Ottosson muchas veces parecía distraído y algo perdido. Seguramente prefería quedarse en su casa de verano cortando madera y entreteniéndose en el huerto. Berglund era un tipo tranquilo y un gran recurso gracias a su conocimiento de las personas y su habilidad para ganarse la confianza de la gente.
Fredriksson era un enamorado de la naturaleza al que le desagradaban las prisas y el cada vez más brutal día a día. Además, a veces mostraba tendencias algo racistas; no eran sermones conscientes sobre la superioridad de la raza blanca, sino más bien una confusión sobre el estado de las cosas. No comprendía el desarraigo de los jóvenes de procedencia extranjera que cada vez con más frecuencia figuraban en los archivos de la policía. Sammy llegaba a enfurecerse cuando Fredriksson salía con sus generalizaciones, y surgían pequeñas peleas que siempre finalizaban con Fredriksson diciendo: «Tú sabes que no era eso lo que quería decir».
«Por eso somos buenos -siguió pensando Lindel!, y empujó el cochecito unos cuantos metros más-. Si tuviéramos una educación más fina seríamos peores policías.» Era posible que lo hubiera en otros distritos, pero en Uppsala, la ciudad del conocimiento, los policías eran como la gente normal.
Sammy podía encargarse de los jóvenes, no por su espiritualidad, muchas veces ni siquiera era metódico o agudo, sino por que era alguien al que los chicos de la calle respetaban. Nada de chorradas, nada del rollo social, sino las cosas claras. Lo necesitarían a jornada completa, junto con una docena de colegas igual de dispuestos de Gottsunda, el barrio más poblado de Uppsah donde la dirección había tenido la genial idea de cerrar la comisaría de policía. «Es un eslabón más en el desarrollo de la policía de proximidad -lanzó un colega quisquilloso en una reunión matinal-. Colocad ahí a Sammy Nilsson y los destrozos, los grafitos, los robos, las amenazas y el miedo de la gente descenderá drásticamente.»

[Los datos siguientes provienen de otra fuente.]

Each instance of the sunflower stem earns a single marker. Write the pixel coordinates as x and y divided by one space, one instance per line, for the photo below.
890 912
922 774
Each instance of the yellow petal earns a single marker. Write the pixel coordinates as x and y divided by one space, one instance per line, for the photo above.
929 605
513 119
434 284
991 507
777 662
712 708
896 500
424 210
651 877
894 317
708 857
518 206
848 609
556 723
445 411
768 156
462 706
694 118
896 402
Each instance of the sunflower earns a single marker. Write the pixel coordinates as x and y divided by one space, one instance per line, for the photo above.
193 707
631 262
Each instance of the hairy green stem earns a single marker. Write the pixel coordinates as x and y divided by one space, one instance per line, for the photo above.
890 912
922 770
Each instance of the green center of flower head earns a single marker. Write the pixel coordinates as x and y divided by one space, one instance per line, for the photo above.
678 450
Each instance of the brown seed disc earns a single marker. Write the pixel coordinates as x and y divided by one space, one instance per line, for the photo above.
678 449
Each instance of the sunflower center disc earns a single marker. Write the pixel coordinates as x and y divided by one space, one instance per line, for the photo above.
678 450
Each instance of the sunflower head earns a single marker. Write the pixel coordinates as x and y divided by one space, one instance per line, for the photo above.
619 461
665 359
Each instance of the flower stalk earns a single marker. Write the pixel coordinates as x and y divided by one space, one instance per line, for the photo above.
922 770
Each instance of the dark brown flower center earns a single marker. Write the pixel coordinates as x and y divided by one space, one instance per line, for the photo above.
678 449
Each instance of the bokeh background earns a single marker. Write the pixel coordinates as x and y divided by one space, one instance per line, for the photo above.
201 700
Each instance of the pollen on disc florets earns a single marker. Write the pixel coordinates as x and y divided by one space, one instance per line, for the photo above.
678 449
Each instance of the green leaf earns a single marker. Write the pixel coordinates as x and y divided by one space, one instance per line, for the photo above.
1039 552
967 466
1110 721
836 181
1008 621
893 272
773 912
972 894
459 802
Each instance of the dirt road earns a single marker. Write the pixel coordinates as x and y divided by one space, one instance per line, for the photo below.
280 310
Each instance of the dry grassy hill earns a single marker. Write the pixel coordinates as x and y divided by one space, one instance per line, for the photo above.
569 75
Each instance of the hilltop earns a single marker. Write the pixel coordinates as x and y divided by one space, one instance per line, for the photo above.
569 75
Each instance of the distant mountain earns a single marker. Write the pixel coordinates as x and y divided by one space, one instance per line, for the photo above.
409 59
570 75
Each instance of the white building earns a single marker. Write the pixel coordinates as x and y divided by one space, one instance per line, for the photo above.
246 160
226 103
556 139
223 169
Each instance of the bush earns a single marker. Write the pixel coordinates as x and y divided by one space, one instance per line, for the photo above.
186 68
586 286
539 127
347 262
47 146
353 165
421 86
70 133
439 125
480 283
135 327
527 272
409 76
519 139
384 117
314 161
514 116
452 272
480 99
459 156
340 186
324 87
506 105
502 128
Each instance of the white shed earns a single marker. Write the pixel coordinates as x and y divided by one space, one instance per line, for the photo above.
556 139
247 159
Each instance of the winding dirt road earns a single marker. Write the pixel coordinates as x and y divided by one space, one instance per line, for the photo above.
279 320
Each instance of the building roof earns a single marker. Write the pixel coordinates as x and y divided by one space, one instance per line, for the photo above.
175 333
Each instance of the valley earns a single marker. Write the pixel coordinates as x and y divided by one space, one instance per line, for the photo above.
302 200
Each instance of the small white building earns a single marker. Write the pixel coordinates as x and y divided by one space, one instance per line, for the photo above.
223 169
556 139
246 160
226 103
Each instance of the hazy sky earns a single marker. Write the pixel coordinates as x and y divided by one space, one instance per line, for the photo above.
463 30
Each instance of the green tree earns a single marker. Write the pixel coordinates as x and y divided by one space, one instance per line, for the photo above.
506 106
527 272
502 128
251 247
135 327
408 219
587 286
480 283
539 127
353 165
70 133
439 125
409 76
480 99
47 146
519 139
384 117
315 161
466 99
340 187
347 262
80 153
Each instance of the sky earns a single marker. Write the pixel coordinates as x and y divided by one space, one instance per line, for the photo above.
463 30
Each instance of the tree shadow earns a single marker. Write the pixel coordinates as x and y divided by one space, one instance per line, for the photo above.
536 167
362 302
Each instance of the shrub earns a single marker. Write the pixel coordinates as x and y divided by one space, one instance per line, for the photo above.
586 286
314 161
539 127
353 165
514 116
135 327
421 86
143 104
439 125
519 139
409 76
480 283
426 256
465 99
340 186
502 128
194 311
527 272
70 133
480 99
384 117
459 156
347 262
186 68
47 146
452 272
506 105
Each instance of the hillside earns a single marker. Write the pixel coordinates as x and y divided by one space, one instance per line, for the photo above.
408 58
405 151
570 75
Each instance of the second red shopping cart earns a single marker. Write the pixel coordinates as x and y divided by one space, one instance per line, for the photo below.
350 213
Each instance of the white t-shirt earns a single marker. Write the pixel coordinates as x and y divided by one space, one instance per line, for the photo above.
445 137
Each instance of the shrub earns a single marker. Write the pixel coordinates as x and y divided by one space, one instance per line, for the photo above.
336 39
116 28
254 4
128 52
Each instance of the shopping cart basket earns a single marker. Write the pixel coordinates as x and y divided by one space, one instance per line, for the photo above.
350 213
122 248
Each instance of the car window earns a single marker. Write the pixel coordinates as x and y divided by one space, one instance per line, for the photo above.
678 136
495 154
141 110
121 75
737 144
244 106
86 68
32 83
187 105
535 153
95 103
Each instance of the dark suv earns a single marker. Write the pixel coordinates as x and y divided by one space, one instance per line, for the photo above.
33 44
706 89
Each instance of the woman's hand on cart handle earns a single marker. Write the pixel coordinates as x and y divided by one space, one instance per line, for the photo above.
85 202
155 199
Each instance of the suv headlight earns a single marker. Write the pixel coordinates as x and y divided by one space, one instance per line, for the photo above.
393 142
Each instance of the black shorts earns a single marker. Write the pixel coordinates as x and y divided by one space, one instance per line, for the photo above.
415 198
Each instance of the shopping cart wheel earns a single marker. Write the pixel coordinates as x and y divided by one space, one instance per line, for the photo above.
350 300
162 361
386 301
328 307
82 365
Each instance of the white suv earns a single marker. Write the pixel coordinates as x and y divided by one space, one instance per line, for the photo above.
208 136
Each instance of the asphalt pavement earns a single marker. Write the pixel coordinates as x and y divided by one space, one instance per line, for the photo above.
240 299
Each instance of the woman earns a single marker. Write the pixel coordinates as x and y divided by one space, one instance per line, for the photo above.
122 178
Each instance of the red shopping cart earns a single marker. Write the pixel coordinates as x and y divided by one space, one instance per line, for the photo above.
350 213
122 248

Ann Lindell sonrió para sí. Su autosuficiencia relucía, irradiaba, a través de su razonamiento y sabía que era para justificar su propia excursión policial privada. Intentaba convencerse de que el resto de la unidad hubiera actuado igual.
Naturalmente no era así. Su investigación privada no era compatible con una buena ética, ella lo sabía. Ottosson estaría seriamente preocupado por su ocurrencia. La mayor parte de sus colegas movería negativamente la cabeza. Pero ¿qué debería haber hecho? Lennart deseaba hablar con ella y con nadie más. ¿No era su obligación como ciudadana ayudar? Y Lennart no vivía lejos de Berit.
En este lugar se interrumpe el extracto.